1月14日付米
『ロイター通信米国版』:「北京、2017年のスモッグ濃度削減目標を設定するも依然WHO基準の2倍以上」
「●北京市の蔡奇市長は1月14日、北京市人民代表大会(市議会に相当)において、2017年のPM 2.5(微小粒子状物質)平均濃度を1立方メーター当り60マイクログラムまで減少させるとの目標を発表。
●ただ、この目標値は、世界保健機構(WHO)が基準としている20~25マイクログラムの倍以上。
●北京市は、これまでの大気汚染対策の結果、PM 2.5平均濃度は2015年の76.6マイクログラムから、2016年には73マイクログラムまで改善していると報告。
●しかし、12月からの直近数週間でも、北京を含めた華北地域のスモッグ被害は深刻で、航空便のキャンセル、港湾荷役の中断、そして学校の休校等の事態が発生。
●なお北京市は先週、大気汚染につながる屋外活動(野外バーベキューやゴミ焼却等)を取り締まる環境警察隊を創設すると発表。」
1月13日付英
『メール・オンライン』(
『ロイター通信』配信):「スモッグのため中国港湾で膨大な数の船舶が滞船」
「●昨年12月20日からスモッグ被害が深刻となり、中国北部の天津(ティエンチン)港や河北(ホーペイ)省曹妃甸(チャオフェイヂァン)港では、視界不良で何日も荷役操業が中断し、百隻余りの船舶が渤海(ポーハイ)で沖待ち。
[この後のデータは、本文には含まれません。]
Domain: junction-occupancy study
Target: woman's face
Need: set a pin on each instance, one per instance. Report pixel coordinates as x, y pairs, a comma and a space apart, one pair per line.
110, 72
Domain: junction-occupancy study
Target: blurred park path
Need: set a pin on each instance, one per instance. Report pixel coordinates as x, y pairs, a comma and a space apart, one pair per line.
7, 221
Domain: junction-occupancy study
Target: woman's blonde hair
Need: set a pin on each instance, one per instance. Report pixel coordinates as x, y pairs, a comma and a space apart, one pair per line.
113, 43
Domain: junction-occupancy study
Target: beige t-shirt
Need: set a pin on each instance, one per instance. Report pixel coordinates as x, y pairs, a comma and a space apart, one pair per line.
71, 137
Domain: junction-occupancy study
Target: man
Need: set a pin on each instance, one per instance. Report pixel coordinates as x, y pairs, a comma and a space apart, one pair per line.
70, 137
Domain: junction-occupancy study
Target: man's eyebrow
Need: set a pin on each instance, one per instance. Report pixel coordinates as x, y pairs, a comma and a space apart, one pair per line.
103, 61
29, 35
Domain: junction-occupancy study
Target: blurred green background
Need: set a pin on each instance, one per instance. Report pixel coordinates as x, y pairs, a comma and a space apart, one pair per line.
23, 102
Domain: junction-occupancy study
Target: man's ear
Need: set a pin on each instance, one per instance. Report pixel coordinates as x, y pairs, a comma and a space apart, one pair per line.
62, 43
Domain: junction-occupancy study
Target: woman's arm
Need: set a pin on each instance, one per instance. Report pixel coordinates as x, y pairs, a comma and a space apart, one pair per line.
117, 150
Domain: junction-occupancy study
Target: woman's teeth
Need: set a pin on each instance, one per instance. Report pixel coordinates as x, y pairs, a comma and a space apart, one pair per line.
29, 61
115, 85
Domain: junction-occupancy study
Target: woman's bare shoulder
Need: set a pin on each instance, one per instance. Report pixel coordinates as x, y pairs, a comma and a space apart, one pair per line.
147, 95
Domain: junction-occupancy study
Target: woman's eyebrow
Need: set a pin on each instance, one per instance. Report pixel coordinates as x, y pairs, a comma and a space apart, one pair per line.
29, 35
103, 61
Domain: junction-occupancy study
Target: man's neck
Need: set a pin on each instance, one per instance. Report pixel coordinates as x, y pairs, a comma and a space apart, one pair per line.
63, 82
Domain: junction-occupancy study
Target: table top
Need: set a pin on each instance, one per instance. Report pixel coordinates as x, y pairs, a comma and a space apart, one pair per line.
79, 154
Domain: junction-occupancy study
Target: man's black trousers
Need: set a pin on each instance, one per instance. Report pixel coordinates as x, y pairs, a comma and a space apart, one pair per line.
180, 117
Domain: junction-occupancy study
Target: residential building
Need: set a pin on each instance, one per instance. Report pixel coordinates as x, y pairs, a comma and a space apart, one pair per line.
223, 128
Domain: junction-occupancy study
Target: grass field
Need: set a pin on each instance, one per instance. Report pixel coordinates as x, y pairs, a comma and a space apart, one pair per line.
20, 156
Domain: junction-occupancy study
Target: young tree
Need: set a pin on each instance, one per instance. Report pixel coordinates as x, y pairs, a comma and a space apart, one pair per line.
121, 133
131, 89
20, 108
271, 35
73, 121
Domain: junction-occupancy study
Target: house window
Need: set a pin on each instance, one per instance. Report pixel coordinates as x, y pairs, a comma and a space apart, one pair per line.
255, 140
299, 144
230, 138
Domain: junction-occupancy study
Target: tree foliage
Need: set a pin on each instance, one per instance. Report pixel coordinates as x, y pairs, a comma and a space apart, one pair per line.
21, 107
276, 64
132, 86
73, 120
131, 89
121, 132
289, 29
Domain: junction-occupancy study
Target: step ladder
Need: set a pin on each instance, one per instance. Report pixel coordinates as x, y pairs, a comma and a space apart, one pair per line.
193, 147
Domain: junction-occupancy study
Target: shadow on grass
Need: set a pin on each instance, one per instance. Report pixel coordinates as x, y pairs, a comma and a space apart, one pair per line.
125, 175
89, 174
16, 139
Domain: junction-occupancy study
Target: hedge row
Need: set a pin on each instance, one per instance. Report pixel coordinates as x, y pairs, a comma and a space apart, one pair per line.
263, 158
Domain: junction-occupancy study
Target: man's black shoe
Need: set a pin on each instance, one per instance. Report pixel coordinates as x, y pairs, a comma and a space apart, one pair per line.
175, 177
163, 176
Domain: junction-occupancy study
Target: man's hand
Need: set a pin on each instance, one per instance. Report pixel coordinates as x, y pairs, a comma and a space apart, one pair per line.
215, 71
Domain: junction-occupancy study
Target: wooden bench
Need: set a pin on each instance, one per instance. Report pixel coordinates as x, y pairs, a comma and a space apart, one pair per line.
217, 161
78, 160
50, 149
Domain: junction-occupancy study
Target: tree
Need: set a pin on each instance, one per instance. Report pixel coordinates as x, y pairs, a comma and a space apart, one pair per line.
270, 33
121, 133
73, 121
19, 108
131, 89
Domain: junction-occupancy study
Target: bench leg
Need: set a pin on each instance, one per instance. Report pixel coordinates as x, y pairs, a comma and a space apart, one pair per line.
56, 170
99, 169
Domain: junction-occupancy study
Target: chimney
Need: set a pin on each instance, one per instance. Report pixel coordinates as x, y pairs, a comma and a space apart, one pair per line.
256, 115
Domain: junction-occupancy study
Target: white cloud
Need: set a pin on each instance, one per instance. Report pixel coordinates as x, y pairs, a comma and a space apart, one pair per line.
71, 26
●また、北東部の大連(ターリエン)港などまで含めると、今後沖待ちの船舶は300隻にも上る見込み。
●船舶の多くは石炭や鉄鉱石を積載し、揚げ荷役待ちしているもので、寒さがピークとなるこの時期、電力需要を賄うために石炭火力発電所をフル稼働させるため、更には1月末の旧正月の長期休暇前に在庫積上げのため、多くの船舶が中国埠頭に集中しているもの。
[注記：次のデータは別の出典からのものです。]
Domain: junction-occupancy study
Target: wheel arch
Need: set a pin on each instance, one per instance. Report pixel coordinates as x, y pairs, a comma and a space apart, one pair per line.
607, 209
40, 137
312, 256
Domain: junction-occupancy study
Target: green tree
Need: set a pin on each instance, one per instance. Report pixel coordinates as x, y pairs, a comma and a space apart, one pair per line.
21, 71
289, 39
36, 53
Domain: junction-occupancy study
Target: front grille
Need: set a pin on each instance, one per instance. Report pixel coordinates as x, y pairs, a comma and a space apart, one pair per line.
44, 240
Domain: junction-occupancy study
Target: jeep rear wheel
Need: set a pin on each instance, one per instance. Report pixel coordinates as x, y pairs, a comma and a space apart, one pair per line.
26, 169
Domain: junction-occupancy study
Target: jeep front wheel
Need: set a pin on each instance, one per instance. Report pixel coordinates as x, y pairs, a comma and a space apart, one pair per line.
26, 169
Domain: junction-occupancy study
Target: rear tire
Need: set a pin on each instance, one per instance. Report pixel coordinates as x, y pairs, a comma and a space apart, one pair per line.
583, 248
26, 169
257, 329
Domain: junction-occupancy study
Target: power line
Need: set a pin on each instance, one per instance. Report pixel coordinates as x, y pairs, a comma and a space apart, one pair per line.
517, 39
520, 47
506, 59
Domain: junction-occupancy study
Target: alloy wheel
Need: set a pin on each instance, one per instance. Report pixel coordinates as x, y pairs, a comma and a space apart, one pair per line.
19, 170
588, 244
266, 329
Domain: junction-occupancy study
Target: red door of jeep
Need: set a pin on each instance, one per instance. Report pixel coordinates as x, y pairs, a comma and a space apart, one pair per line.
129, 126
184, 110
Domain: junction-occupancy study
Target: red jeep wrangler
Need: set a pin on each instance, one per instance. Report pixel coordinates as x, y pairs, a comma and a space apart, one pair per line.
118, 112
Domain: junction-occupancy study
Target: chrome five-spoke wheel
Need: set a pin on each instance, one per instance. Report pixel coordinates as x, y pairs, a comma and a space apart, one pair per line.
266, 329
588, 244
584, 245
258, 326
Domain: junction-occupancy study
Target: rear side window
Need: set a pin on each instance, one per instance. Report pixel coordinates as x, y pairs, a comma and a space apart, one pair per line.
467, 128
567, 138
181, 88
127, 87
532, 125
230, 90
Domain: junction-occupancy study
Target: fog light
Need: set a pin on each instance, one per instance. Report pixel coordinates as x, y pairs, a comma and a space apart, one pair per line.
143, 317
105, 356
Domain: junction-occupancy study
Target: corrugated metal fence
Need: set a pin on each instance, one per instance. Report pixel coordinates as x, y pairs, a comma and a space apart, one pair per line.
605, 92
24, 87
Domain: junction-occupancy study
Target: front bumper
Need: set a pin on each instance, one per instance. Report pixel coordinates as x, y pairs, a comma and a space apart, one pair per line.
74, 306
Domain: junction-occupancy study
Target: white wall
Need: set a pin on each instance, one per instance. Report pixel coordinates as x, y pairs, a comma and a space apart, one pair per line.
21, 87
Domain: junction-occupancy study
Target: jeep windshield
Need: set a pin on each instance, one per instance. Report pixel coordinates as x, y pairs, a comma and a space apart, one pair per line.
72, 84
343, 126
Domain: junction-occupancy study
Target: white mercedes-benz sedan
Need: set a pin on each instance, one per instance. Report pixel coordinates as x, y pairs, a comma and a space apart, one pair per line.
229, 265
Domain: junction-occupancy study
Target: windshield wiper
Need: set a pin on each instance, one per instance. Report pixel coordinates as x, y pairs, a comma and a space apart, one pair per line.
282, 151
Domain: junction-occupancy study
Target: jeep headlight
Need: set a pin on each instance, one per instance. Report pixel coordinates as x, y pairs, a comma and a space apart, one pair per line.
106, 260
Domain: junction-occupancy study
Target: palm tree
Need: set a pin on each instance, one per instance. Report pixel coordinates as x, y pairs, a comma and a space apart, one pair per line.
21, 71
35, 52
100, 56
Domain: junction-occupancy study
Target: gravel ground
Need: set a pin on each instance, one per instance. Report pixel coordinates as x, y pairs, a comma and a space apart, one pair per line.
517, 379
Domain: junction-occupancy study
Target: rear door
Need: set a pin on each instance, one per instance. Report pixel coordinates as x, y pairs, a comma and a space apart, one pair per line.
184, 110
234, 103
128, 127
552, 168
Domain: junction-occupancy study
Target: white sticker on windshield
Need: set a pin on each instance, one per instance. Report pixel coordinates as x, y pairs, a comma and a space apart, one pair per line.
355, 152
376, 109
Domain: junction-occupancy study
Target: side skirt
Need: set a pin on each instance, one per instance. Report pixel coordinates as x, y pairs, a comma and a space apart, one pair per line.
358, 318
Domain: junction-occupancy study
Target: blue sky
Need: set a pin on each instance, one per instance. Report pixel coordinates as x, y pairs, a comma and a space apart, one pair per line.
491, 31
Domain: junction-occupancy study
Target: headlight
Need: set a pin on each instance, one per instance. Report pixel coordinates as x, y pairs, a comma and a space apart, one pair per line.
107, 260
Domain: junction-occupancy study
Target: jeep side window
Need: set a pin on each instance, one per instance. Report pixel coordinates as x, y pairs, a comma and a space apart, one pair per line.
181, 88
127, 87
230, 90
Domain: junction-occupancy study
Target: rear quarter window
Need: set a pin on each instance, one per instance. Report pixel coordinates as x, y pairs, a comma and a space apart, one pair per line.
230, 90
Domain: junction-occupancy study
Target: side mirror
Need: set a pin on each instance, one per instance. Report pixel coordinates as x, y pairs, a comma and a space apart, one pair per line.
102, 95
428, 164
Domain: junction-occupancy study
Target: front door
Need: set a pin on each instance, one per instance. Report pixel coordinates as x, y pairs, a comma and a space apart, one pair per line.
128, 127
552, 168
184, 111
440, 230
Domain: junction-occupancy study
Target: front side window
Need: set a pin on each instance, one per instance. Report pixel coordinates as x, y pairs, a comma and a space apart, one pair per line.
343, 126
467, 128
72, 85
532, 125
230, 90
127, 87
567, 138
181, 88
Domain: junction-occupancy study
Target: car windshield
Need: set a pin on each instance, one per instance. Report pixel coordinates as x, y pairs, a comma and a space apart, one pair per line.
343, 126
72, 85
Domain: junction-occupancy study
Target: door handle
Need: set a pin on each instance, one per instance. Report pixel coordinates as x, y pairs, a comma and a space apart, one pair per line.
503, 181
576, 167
●滞船の影響で、天津、曹妃甸、仁丹(チンタン)、秦皇島(チンホワンタオ)石炭埠頭の石炭在庫総量が1,630万トンと、先週比▼6%余りも減少。
●なお、荷主にとっては、滞船料(18万トン級の大型船で1日当り12,000ドル)が追加海上運賃としてかかってくるだけでなく、船主にとっても、滞船している船舶をいつ次の傭船に回せるか確約できず運送業に影響。」
1月15日付中国
『チャイナ・デイリィ』(
『新華社通信』配信):「北京市にまた新たなスモ
ッグ発生」
「●中国国家気象センターは1月15日、日曜夜からスモッグが発生し、華中・華北地域を襲うと予報。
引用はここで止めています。